Known Issues in Apache Knox

Known Issues identified in Cloudera Runtime 7.3.1.400 SP2

CDPD-84236: Token generated by one Knox host fails with Unknown token error on another Knox host in Data Engineering High Availability clusters

7.3.1.400

In Data Engineering High Availability clusters, a token generated by one Knox host may fail with an Unknown token error when accessed through another Knox host. This issue occurs due to a race condition in the PostgreSQL database, which prevents one of the Knox instances from properly initializing its configured token state service.

Restart Knox on all hosts.

Known Issues identified in Cloudera Runtime 7.3.1.300 SP1 CHF1

OPSAPS-73038: False-positive port conflict error message appears in Cloudera Manager

7.3.1.300, 7.3.1.400

Cloudera Manager may display a false-positive error message Port conflict detected: 8443 (Gateway Health HTTP Port) is also used by: Knox Gateway during cluster installation. The warning does not cause actual installation failures.

None.

Known Issues identified in Cloudera Runtime 7.3.1.200 SP1

There are no new known issues identified for Knox in this release.

Known Issues identified in Cloudera Runtime 7.3.1.100 CHF1

There are no new known issues identified for Knox in this release.

Known Issues in Cloudera Runtime 7.3.1

CDPD-71305: Concurrent impala shell connection failure

7.1.9 SP1 and its CHFs, 7.3.1, 7.3.1.100, 7.3.1.200, 7.3.1.300

If a user makes a concurrent impala-shell connection through Knox, then the connection fails.

Use only one Knox role.

CDPD-73368: Knox token management is not working if Cookie Management is enabled

7.3.1, 7.3.1.100, 7.3.1.200

7.3.1.300

If Cookie Management is enabled, users are unable to access the Token Management page from the Knox Gateway UI by using KnoxSSO.

None.

Apache JIRA: KNOX-3060

CDPD-68146: Unable to update the log level for Knox from Cloudera Manager

7.1.9, 7.2.17, 7.2.18, 7.3.1, 7.3.1.100

7.3.1.200

Users are not able to change the log level for Knox from Cloudera Manager. Hence, it impacts debugging in case of any issue.

Change the level for the org.apache.knox.gateway logger in /var/lib/knox/gateway/conf/gateway-log4j2.xml file and restart Knox.

CDPD-64652: During CDH + OS rolling upgrade knox admin api access fails with 403 ACL authorization failures

7.2.18, 7.3.1, 7.3.1.100, 7.3.1.200, 7.3.1.300

During OS upgrades, attempts to access Knox on the host being upgraded may produce occasional 403 HTTP responses.

Since the cause is the unavailability of underlying OS service(s), wait and retry the failed request(s).

CDPD-60379: During rolling upgrade of Knox service, access fails with 503/500/404/403 error code

7.1.9, 7.2.18, 7.3.1

7.3.1

The user operation which is performed during the rolling upgrade of knox might fail with 503/500/404/403 error code.

Retry the user operation.

CDPD-60376: Cloud loadbalancer takes 20-30 secs to failover to the next available knox host

7.2.17, 7.2.18, 7.3.1, 7.3.1.100, 7.3.1.200, 7.3.1.300

If Knox is in HA and one of the Knox server is down, then accessing of service via Control plane endpoint url(i.e. via cloud loadbalancer) will take ~ 30secs to failover the request to available knox instance.

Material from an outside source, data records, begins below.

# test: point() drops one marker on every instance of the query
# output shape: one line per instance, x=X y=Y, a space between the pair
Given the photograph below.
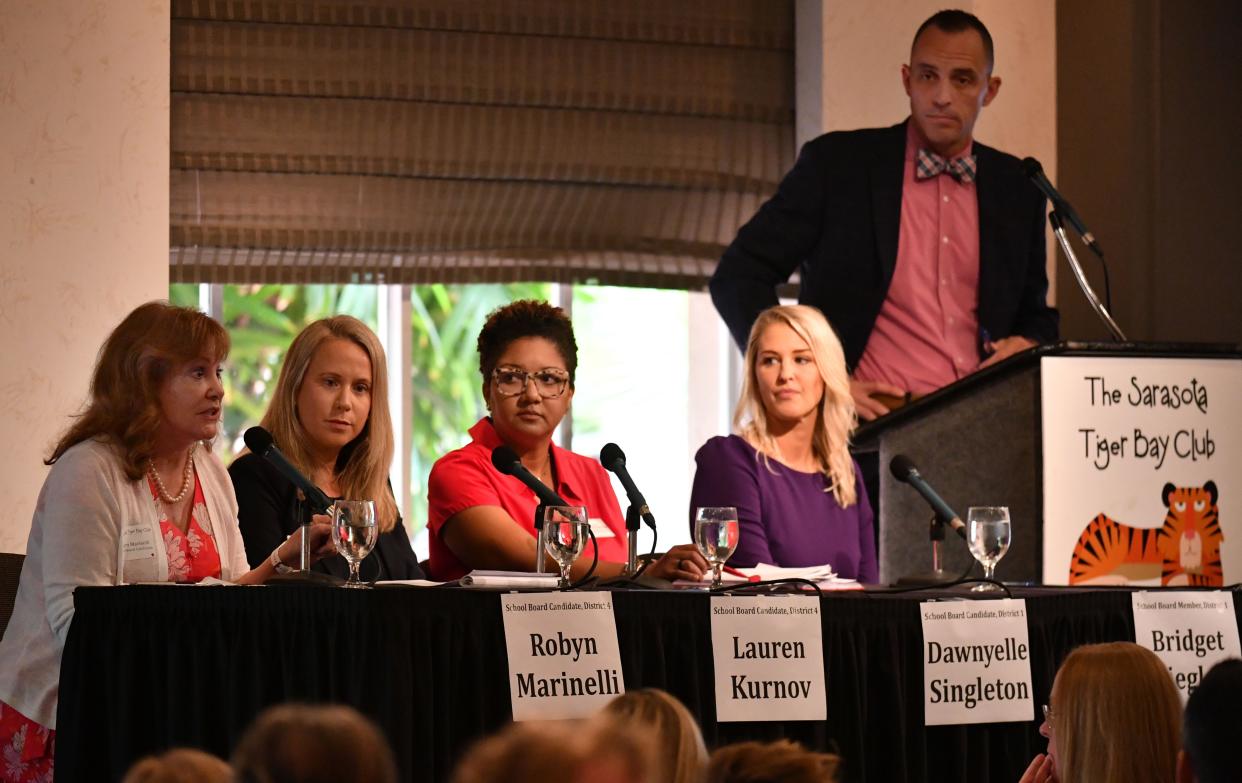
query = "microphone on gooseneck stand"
x=904 y=471
x=614 y=459
x=507 y=461
x=260 y=441
x=1035 y=173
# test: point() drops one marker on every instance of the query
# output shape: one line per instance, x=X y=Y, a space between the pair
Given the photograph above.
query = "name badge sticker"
x=768 y=653
x=1187 y=630
x=976 y=663
x=564 y=658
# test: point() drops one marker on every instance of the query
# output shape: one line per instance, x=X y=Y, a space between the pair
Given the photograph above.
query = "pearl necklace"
x=186 y=479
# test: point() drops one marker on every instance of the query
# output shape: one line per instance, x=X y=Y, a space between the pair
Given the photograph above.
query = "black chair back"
x=10 y=571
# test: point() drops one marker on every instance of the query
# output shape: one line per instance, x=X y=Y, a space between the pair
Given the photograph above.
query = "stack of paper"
x=519 y=579
x=822 y=576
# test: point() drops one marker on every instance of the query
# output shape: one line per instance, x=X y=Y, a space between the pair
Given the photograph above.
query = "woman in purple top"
x=789 y=472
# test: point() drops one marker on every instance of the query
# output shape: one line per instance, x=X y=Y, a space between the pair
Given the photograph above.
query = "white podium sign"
x=564 y=659
x=1142 y=471
x=1190 y=631
x=769 y=659
x=976 y=663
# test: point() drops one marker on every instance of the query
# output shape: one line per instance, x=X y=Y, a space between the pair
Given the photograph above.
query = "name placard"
x=564 y=660
x=769 y=659
x=1190 y=631
x=976 y=663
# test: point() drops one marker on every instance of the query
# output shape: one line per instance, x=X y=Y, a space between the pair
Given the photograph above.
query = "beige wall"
x=848 y=76
x=83 y=210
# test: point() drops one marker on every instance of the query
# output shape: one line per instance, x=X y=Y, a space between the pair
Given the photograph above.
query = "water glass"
x=354 y=532
x=565 y=533
x=716 y=536
x=988 y=531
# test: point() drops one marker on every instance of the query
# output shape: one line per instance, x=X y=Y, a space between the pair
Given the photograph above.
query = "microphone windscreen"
x=902 y=466
x=257 y=440
x=503 y=459
x=611 y=456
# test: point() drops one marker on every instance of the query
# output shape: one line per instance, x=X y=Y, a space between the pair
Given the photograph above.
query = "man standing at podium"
x=923 y=247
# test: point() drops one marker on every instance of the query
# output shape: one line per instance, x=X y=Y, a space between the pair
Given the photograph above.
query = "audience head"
x=596 y=751
x=770 y=762
x=528 y=359
x=179 y=766
x=1211 y=727
x=330 y=405
x=302 y=743
x=795 y=369
x=949 y=78
x=1113 y=715
x=679 y=747
x=157 y=380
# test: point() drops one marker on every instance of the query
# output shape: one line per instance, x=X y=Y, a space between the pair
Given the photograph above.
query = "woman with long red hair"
x=134 y=495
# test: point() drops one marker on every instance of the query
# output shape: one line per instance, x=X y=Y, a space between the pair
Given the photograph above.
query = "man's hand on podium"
x=868 y=407
x=1005 y=347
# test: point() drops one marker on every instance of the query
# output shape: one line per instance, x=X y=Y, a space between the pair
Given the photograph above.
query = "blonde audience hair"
x=1115 y=716
x=598 y=751
x=364 y=475
x=770 y=762
x=836 y=419
x=304 y=743
x=134 y=362
x=681 y=752
x=179 y=766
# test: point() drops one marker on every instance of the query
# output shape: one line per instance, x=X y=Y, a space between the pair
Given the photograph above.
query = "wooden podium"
x=979 y=443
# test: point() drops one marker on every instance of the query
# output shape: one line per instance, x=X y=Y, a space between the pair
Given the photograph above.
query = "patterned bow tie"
x=930 y=164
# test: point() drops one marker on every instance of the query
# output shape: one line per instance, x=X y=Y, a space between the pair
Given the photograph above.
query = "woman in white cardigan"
x=107 y=515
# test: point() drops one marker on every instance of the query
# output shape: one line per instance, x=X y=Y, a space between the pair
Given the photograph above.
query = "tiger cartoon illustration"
x=1184 y=551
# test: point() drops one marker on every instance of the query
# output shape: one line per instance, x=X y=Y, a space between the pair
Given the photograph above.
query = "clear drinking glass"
x=565 y=530
x=353 y=531
x=988 y=530
x=716 y=535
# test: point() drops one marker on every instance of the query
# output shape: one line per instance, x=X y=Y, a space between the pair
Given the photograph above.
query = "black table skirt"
x=152 y=668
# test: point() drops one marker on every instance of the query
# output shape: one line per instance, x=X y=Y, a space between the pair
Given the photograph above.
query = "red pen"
x=730 y=569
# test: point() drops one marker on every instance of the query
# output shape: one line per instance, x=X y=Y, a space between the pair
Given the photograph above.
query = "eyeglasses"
x=549 y=382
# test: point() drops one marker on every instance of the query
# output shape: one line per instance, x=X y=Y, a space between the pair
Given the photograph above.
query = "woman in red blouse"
x=482 y=518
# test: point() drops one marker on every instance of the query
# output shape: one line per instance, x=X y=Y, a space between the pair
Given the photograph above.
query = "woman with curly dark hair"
x=482 y=518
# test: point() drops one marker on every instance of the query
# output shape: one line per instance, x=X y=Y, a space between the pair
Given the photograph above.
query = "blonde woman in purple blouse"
x=788 y=469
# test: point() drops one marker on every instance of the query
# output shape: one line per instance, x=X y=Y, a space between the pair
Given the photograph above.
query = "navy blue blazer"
x=836 y=218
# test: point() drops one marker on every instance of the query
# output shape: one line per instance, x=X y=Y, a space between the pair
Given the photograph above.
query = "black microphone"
x=903 y=470
x=614 y=459
x=506 y=460
x=260 y=441
x=1035 y=172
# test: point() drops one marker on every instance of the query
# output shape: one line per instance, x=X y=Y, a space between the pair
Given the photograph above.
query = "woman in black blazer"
x=329 y=416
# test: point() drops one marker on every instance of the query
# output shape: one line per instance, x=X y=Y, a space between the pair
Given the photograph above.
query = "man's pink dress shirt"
x=927 y=333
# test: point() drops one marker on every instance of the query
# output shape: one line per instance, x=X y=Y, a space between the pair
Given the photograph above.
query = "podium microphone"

Retry the request after 30 seconds.

CDPD-3125: Logging out of Atlas does not manage the external authentication

7.2.16, 7.2.17, 7.2.18, 7.1.7, 7.1.9, 7.3.1, 7.3.1.100, 7.3.1.200, 7.3.1.300

At this time, Atlas does not communicate a log-out event with the external authentication management, Apache Knox. When you log out of Atlas, you can still open the instance of Atlas from the same web browser without re-authentication.

To prevent additional access to Atlas, close all browser windows and exit the browser.

CDPD-74843: Logs missing in third-party libraries

7.3.1

7.3.1.300

Some third-party libraries have missing logs due to a missing log4j library, which affects the ability to diagnose and troubleshoot issues. Knox is unable to modify the ROOT logger's level due to the missing log4j-slf4j-impl dependency.